Unser Tipp: Beschränken Sie sich auf 2 Teelöffel Honig & Co. Für zusätzliche Süße sorgen Sie mit frischem Obst, z.B. einem Apfel oder Beeren. Oder probieren Sie doch mal, Ihren Brei mit laktosefreier Milch zu kochen. Die schmeckt aufgrund des Herstellungsprozesses süßer als normale Milch, enthält aber nicht mehr Zucker.
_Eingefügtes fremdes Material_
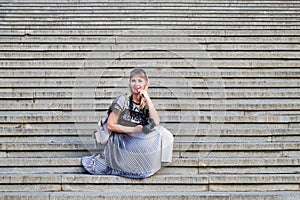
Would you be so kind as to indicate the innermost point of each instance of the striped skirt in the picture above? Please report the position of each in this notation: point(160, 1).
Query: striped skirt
point(129, 155)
4. Sie greifen zu Fertig-Porridge

Wer Fertigprodukte kauft, tut dies meist, um Zeit zu sparen. Doch die Zeitersparnis durch die Verwendung von Instant-Oats ist nur gering. Auch Kalorien sparen Sie dadurch nicht, denn einige (nicht alle!) Produkte enthalten unerwünschte Zusätze, wie extra Zucker. Werfen Sie beim Kauf also immer einen Blick auf die Zutatenliste, vor allem bei Sorten mit „Geschmack“, wie Apfel-Zimt oder ähnliches. Hier verwenden die Hersteller auch gerne unnötige, künstliche Aromen. Pimpen Sie Ihr Porridge lieber mit natürlichen Aromen aus frischem Obst oder Nüssen.

Wer diese 4 Porridge-Pannen vermeidet, startet mit einem Oatmeal gesund und leicht in den Tag. Es ist das perfekte Frühstück, das lange sättigt und Sie mit ausreichend Energie bis zum Mittagessen versorgt.